A turnê reunirá lançamentos, palestras, autógrafos, networking e experiências culturais. Em Paris, o encontro acontecerá na Société d’Agriculture de la Généralité de Paris, instituição histórica fundada em 1761, próxima ao Musée d’Orsay. Em Milão, o lançamento será realizado no Restaurante Batukada. O encerramento ocorrerá em Genebra, no Museu da Cruz Vermelha, dentro do evento “Desperta-te na tua expressão”.1

Cada cidade acrescentará uma camada à experiência. Cada encontro será uma oportunidade de conexão. E cada livro levado para a Europa carregará não apenas palavras, mas também a identidade, a sensibilidade e a força de mulheres que decidiram ocupar novos espaços.

Um convite para transformar a própria história

Ser selecionada para o “Vem pro palco” é uma honra e, ao mesmo tempo, um chamado. Um chamado para continuar escrevendo, compartilhando e acreditando que uma história difícil não precisa definir todo o nosso futuro.

Se todos nós temos uma história triste, também temos a possibilidade de escolher o que faremos com ela. É essa reflexão que desejo levar aos leitores durante o lançamento do meu livro e é essa mensagem que espero que alcance cada pessoa que se reconhecer em suas páginas.

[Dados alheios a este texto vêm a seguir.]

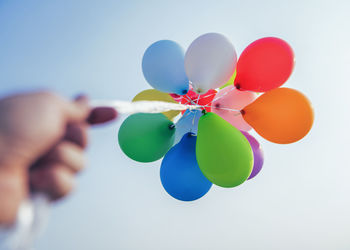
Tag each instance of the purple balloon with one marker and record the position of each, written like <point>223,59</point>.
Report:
<point>258,154</point>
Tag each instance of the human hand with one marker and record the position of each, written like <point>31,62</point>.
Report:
<point>42,139</point>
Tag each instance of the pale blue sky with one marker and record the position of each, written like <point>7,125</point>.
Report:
<point>299,201</point>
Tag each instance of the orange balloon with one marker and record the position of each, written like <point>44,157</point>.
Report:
<point>281,115</point>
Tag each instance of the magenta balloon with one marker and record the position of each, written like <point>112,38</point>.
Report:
<point>232,98</point>
<point>258,154</point>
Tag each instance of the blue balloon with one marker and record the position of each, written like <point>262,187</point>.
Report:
<point>164,69</point>
<point>180,173</point>
<point>187,123</point>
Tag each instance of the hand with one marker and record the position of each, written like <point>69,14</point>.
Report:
<point>42,138</point>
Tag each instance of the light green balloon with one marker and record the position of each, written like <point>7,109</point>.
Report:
<point>223,153</point>
<point>146,137</point>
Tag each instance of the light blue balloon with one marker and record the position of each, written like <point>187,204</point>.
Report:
<point>164,69</point>
<point>187,123</point>
<point>180,174</point>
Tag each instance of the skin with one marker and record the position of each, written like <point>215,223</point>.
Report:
<point>42,142</point>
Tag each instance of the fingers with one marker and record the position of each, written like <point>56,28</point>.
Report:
<point>101,115</point>
<point>56,180</point>
<point>77,134</point>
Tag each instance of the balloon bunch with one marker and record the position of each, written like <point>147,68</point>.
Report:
<point>212,145</point>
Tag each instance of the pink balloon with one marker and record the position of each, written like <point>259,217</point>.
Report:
<point>231,98</point>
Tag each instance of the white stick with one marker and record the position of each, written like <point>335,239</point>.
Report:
<point>143,106</point>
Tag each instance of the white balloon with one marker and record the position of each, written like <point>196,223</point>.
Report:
<point>210,62</point>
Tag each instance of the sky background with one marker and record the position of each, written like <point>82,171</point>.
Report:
<point>300,200</point>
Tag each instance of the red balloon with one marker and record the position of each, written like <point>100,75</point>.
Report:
<point>264,65</point>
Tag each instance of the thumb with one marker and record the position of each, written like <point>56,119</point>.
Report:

A literatura nos permite viajar sem abandonar as nossas raízes. Neste projeto, viajarei para a Europa levando comigo a minha história, o meu trabalho, o meu livro e o nome de Juiz de Fora. Que essa seja apenas uma das muitas pontes que ainda construiremos entre as nossas narrativas e o mundo.

“História Triste Todo Mundo Tem. O Que Você Faz com a Sua?”

Essa é a pergunta que me acompanha — e que agora seguirá comigo até Paris e Milão.